It was a great pleasure to go out walking on the high plains of Colorado with my compadre Til Luchau. Til and I taught together at the Rolf Institute in the 90’s. I handed over to him my portion of the curriculum as I left to form my school which became Anatomy Trains. Till likewise left the Rolfing school a few years later to form his highly successful Advanced Myofascial Trainings. There are not too many of us who have been able to keep up a traveling circuit of continuing ed classes over the years – and then adapt to their sudden closure this past year. In a wide-ranging conversation with him and his beautiful wife Loretta (who took the photo – yeah, we took the masks off to pose), we looked back on our previous selves and our foibles and laughed.
I asked how he was adapting to online teaching, and his response: “Wonderful!” with dripping irony in his voice. We’ve adapted, we’ve had to, but we are both looking forward to getting our hands back in gear.

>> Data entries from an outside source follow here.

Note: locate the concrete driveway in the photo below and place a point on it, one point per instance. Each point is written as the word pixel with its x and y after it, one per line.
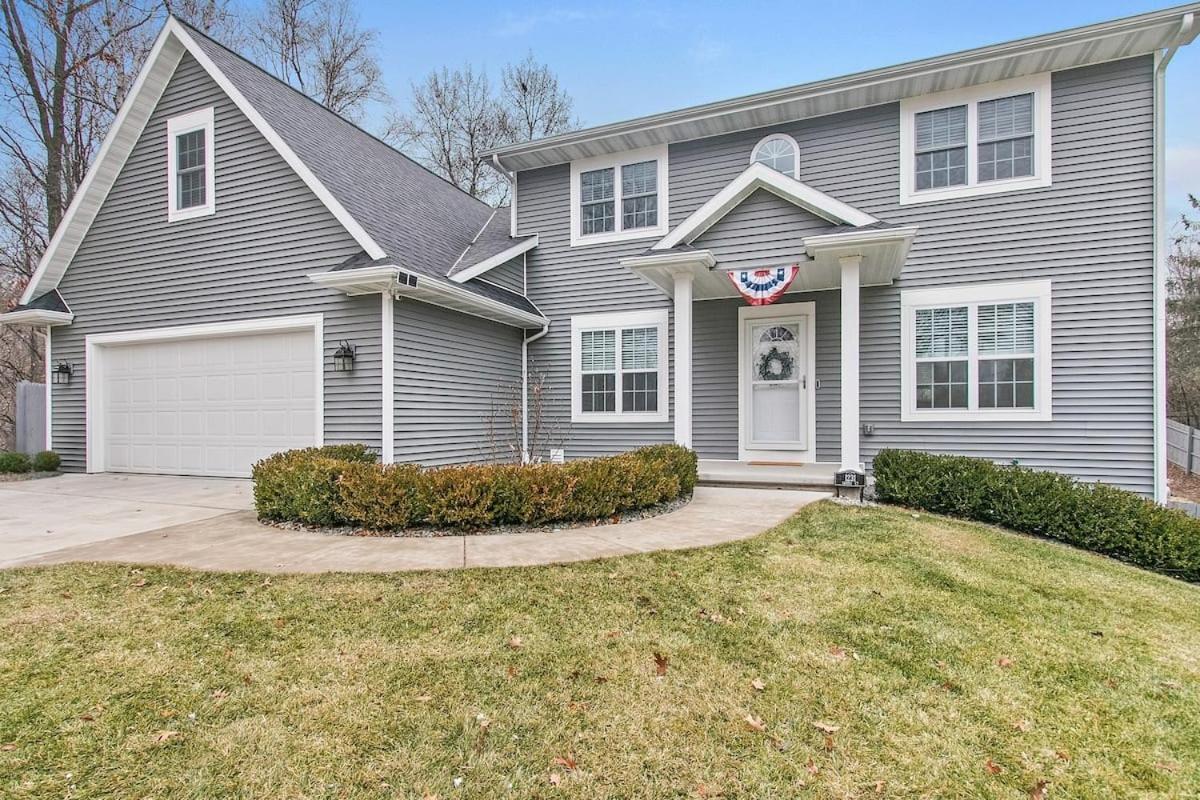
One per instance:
pixel 54 513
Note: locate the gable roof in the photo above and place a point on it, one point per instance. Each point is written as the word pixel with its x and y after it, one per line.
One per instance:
pixel 761 176
pixel 400 212
pixel 1075 47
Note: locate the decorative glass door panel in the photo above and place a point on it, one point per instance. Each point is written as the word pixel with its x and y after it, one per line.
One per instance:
pixel 777 386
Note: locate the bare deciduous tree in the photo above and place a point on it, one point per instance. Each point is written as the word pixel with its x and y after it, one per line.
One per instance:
pixel 319 47
pixel 537 104
pixel 1183 322
pixel 455 116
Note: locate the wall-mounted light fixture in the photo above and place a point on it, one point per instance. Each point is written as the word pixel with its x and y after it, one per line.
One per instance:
pixel 61 373
pixel 343 356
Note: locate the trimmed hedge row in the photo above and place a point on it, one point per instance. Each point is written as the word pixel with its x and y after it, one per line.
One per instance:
pixel 17 463
pixel 343 485
pixel 1096 517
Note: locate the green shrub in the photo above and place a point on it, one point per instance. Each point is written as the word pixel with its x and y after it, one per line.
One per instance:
pixel 317 486
pixel 381 497
pixel 47 462
pixel 15 463
pixel 1096 517
pixel 301 485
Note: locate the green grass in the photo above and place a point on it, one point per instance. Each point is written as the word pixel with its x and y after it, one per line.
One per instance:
pixel 936 648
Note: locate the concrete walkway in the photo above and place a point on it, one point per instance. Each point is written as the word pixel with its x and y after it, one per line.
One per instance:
pixel 235 541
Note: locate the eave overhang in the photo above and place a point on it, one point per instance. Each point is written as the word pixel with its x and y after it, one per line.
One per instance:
pixel 405 283
pixel 883 252
pixel 1077 47
pixel 36 317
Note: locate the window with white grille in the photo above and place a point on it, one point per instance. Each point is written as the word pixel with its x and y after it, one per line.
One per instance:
pixel 979 352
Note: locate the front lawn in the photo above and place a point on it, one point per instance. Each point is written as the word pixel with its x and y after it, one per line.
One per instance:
pixel 851 653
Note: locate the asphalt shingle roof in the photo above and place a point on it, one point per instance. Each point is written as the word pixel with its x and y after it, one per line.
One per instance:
pixel 423 222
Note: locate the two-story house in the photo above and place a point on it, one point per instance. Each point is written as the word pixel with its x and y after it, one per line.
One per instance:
pixel 957 254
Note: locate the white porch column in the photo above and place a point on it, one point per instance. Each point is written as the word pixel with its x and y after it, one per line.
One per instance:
pixel 683 278
pixel 851 456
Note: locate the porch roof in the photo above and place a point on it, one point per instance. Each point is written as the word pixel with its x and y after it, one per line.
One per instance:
pixel 881 246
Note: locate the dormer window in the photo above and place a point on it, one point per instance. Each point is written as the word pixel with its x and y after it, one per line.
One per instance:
pixel 976 140
pixel 779 152
pixel 190 175
pixel 621 197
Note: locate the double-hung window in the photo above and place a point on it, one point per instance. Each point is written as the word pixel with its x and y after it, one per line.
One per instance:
pixel 190 176
pixel 618 367
pixel 977 353
pixel 616 198
pixel 976 140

But I am glad to say so much more of our talk leaned very much forward to redefining bodywork, kinesthetic education, and self-care in the post-Covid era. This terribly upsetting and isolating period we have been through can be seen as a once-in-a-lifetime opportunity to really establish movement self-care as a motivation from the inside of the 20-somethings, rather than what has pertained up until now, through my lifetime anyway: The imposition of ‘exercise’ as something we ’should’ do, rather than responding to the movement our bodies ‘want’ to do.
There will always be enough work for integrative manual therapists, movement teachers, and rehab specialists, but generational success will look like more people internalizing their movement self-care as part of auto-regulation. A nice long walk in the katabatic winds of Colorado’s high plains was just the kind of auto-regulation my system needed to calm down and feel un-alone. Thanks, Til.